Jak przywracano Fijoła?
Po formalnym przejęciu nadzoru nad PGL przez MI sprawy zaczęły toczyć się szybko.
W środę 27 listopada została powołana rada nadzorcza PGL w nowym składzie – zabrakło w niej m.in. byłego prezesa PLL LOT Sebastiana Mikosza.
Nowa rada nadzorcza PGL już następnego dnia (28 listopad) zdecydowała
o odwołaniu całego zarządu spółki. Swoje stanowiska stracili zarówno prezes zarządu Artur Lebiedziński jak i Paweł Hajduk, który odpowiadał za kwestie finansowo-ekonomiczne. Do pełnienie funkcji prezesa zarządu PGL oddelegowany został Łukasz Chaberski, czyli obecny przewodniczący rady nadzorczej PGL.
29 listopada resort infrastruktury poinformował o zmianach w składzie rady nadzorczej LOT.
Do rady nadzorczej PLL LOT powołano Agnieszkę Trzaskalską oraz Annę Wilgę-Szczepanik, pracowników departamentu nadzoru właścicielskiego Ministerstwa Infrastruktury. Z radą nadzorczą pożegnał się także Artur Lebiedziński. Obecnie rada nadzorcza PLL LOT składa się więc z czterech osób, są to: Agnieszka Trzaskalska (przewodnicząca), Patrycja Zawadzka, Anna Wilga-Szczepanik, Tomasz Ludwicki.
Plany PLL LOT
Od początku roku z usług
PLL LOT skorzystało już niemal 9 mln pasażerów. To o 4,1 proc. więcej niż przed rokiem. W tym samym czasie liczba wykonanych operacji lotniczych wzrosła o 5,4 proc. W okresie od czerwca do września w każdym miesiącu liczba pasażerów przekraczała milion podróżnych. Pobicie rekordowej liczby pasażerów z roku 2019 jest już niemal pewne. Do tego wystarczy nawet przewiezienie takiej samej liczby osób jak w listopadzie i grudniu ubiegłego roku.

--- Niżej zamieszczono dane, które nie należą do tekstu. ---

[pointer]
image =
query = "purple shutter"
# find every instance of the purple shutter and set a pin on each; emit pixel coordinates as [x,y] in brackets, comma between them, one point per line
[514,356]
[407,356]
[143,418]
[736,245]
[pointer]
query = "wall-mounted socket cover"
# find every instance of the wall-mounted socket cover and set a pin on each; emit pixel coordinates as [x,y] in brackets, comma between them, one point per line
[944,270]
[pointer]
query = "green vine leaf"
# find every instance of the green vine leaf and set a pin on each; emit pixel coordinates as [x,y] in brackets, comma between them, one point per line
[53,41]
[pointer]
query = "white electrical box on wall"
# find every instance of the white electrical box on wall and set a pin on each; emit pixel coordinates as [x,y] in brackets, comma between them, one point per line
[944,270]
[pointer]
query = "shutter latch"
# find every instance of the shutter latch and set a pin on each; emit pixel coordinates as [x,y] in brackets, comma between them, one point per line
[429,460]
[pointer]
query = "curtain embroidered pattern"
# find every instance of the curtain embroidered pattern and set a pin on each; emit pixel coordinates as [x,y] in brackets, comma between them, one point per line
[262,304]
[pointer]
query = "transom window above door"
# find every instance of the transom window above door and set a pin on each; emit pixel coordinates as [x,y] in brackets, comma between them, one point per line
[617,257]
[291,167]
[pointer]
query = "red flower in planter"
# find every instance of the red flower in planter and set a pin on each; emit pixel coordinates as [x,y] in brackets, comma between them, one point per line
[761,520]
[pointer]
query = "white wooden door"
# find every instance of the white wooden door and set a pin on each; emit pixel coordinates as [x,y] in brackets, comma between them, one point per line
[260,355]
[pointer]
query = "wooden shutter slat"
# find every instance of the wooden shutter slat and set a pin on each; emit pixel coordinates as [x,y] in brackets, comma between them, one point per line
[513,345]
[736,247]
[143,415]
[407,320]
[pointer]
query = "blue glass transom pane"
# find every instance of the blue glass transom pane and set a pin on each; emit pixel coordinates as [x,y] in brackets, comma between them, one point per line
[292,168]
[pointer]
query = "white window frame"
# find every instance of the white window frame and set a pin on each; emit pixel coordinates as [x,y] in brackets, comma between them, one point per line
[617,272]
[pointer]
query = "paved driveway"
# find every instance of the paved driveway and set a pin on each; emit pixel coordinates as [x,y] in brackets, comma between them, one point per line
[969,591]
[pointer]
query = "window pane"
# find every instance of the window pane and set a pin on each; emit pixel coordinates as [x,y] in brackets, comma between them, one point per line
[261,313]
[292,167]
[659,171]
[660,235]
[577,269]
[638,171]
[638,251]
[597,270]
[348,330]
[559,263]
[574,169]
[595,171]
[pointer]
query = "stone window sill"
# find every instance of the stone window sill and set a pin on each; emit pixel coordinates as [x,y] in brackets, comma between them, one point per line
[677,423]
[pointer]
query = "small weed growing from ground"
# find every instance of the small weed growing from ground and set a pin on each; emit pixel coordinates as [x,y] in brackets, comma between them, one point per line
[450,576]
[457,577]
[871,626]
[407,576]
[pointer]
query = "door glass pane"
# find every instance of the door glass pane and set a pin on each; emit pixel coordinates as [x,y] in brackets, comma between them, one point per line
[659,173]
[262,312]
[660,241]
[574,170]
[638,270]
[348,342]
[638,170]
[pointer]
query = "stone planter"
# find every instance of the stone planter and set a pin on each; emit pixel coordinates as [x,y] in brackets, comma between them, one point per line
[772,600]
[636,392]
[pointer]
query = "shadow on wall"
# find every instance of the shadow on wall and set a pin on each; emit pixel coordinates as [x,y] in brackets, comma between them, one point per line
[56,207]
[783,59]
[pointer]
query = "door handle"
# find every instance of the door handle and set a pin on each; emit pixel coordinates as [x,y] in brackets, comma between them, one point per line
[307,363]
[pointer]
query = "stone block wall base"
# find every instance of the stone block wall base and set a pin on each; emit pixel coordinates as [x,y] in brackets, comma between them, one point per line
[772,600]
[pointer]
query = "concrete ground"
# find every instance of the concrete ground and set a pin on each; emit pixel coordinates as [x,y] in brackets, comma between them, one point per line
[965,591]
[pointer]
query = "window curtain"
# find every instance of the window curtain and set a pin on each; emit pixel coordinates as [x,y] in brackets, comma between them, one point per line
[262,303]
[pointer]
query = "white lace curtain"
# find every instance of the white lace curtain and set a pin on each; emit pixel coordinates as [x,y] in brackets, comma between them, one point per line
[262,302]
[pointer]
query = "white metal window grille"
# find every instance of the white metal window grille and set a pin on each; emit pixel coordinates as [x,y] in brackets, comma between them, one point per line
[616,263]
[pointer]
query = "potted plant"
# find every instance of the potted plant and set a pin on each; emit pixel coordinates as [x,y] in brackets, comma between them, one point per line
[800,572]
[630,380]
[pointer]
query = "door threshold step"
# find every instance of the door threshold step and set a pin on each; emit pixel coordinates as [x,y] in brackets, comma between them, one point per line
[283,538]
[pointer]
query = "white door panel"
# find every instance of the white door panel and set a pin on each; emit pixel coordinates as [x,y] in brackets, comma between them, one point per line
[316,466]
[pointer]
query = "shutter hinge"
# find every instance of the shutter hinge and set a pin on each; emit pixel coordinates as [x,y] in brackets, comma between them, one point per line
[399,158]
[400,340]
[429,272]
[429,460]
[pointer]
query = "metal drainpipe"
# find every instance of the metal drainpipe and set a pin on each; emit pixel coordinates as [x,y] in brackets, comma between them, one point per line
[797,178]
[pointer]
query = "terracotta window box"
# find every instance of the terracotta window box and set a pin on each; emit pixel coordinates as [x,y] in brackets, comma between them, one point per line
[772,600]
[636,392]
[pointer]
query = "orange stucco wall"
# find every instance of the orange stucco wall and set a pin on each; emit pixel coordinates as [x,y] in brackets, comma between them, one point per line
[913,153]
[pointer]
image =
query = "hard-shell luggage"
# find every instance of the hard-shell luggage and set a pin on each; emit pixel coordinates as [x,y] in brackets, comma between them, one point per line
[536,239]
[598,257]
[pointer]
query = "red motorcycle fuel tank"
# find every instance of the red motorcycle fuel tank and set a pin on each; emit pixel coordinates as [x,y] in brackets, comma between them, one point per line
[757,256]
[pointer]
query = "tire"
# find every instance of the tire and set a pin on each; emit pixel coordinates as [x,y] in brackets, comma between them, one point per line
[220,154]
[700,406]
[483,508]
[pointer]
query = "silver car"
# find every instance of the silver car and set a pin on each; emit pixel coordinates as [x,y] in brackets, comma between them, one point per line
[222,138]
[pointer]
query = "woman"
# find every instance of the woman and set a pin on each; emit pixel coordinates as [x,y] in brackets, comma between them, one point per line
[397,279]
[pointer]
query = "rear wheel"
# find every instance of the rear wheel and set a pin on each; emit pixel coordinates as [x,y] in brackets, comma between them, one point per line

LOT realizuje założenia nowej strategii i otwiera nowe połączenia, ale musi też mierzyć się z problemami na Bliskim Wschodzie, które uniemożliwiają obsługę tras do Tel Awiwu i Bejrutu w zakładanej skali oraz wycofał się z realizacji połączeń do Pekinu. Wyzwaniem pozostaje także powiększenie floty i dostępność samolotów szerokokadłubowych.
Obecnie flota PLL LOT składa się z 85 samolotów: sześciu boeingów B737-800, 17 B737 MAX, ośmiu B787-8, siedmiu B787-9 Dreamliner oraz 47 embraerów E-Jet: pięciu E170, 15 E175 (w tym dwa do dyspozycji rządu), ośmiu E190, 16 E195 oraz trzech E195-E2. LOT oczekuje na dostawę siedmiu boeingów 737 MAX 8.